Es de una evidencia incontestable que participará en dicha conferencia una minoría insignificante de sindicatos; que las grandes organizaciones de la CNT y de la UGT no mandarán sus delegados. En estas condiciones, ¿es que la Conferencia puede dar otro resultado que una nueva escisión?
La experiencia de estos últimos años demuestra que ese camino no es el más eficaz para llegar a la unidad anhelada; que con conferencias de unidad y proposiciones de congresos de fusión no se conseguirá absolutamente nada. La unidad hay que hacerla desde abajo, pasando previamente por la fase del frente único. La lucha contra la ofensiva patronal, los problemas que la revolución plantea, hacen aparecer diariamente a los ojos de la clase obrera la necesidad de coordinar y de unir sus esfuerzos.

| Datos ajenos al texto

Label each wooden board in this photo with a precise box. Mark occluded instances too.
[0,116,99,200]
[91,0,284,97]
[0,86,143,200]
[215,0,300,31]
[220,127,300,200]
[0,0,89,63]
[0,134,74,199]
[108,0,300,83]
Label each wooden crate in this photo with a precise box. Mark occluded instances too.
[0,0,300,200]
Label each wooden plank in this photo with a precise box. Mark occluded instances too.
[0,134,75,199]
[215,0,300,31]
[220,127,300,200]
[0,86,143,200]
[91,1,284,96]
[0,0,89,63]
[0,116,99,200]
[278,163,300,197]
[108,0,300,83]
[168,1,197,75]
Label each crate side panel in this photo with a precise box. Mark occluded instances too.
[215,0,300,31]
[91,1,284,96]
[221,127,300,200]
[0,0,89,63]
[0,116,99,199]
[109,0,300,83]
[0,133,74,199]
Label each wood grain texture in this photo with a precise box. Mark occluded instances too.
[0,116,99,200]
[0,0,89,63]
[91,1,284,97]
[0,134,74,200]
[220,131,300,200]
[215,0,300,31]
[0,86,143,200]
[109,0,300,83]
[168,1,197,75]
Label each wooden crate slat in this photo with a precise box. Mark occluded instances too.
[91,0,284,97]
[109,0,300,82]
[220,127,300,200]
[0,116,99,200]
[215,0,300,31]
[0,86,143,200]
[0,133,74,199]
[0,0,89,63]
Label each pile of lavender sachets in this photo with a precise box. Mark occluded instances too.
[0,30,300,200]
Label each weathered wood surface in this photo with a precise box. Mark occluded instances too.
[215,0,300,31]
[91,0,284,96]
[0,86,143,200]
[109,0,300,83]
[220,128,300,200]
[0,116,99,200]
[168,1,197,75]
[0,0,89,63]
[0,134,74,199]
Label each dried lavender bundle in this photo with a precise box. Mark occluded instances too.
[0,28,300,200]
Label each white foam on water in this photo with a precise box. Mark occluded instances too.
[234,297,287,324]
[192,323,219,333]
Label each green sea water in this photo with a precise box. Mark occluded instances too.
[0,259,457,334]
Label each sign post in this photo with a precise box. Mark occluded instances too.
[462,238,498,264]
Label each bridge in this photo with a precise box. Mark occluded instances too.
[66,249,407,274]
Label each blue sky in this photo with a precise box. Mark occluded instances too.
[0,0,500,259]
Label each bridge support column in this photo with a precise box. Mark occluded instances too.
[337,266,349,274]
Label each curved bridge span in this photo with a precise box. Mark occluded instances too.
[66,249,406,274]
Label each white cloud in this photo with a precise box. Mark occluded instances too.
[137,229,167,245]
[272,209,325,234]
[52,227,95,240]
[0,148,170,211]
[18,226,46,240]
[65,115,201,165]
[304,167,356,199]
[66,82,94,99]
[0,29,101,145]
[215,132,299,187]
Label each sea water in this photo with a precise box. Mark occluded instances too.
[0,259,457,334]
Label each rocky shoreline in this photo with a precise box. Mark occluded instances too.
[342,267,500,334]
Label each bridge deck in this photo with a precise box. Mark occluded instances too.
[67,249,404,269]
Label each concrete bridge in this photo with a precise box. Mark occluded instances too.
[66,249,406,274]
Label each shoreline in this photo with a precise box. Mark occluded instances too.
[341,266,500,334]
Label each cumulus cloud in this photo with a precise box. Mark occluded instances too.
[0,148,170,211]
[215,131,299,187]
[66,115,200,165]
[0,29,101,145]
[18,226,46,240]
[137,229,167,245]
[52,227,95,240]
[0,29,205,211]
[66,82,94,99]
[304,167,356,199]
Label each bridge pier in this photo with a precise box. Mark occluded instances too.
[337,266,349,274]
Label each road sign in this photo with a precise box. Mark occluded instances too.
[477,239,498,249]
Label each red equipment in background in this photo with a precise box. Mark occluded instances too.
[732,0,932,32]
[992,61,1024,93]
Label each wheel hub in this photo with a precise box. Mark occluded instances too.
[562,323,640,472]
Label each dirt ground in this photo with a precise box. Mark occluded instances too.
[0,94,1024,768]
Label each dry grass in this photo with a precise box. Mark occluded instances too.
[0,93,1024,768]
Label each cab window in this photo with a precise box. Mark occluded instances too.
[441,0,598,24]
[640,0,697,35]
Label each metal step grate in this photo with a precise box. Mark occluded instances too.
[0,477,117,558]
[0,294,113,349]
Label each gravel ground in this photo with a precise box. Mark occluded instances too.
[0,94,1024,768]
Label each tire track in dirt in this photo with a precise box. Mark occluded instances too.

No hay ningún obrero, por poco consciente que sea, que no comprenda la necesidad de formar un solo frente con los compañeros que trabajan con él en la misma fábrica, en el mismo taller, en la misma mina. El comité de fábrica, elegido por todos los trabajadores de una misma casa sin excepción, estén o no organizados sindicalmente, pertenezcan a la CNT o a la UGT, sea cual sea su filiación política, le ofrece la posibilidad efectiva de establecer esta unidad de acción. La lucha en favor de la unidad hay que iniciarla, pues, por la base, emprendiendo una campaña enérgica en favor de la constitución de comités de fábrica en todo el país. De este modo, una vez conseguida la unidad en la base, la clase trabajadora, impulsada por la lógica misma de la lucha, llegaría a la conclusión de la necesidad, no ya del frente único, sino de la unidad desde el punto de vista de organización, en el terreno nacional. Este camino es aparentemente más lento que el del congreso de fusión, preconizado como primera y última etapa; pero, en realidad, es mucho más rápido, y sobre todo infinitamente más eficaz.
La lucha por los comités de fábrica tiene, además, otras ventajas inapreciables. En primer lugar, ofrece al proletariado una ocasión magnífica para oponer el control revolucionario de la producción, ejercido por los mencionados comités, al proyecto de sedicente “control obrero”, elaborado por Largo Caballero, y que no es más que una forma descarada de colaboración de clases.
En segundo lugar, en el proceso de desarrollo de los acontecimientos revolucionarios de nuestro país, los comités de fábrica pueden servir de poderoso estímulo a la aparición de soviets, esos órganos insustituibles de la insurrección proletaria.
Abandonemos, pues, la propaganda vacua de la unidad sindical y las tentativas que ahondan aún más la escisión, y laboremos activa y decididamente por la verdadera e inmediata unidad de acción de la clase obrera, impulsando con la máxima energía la creación de comités de fábrica.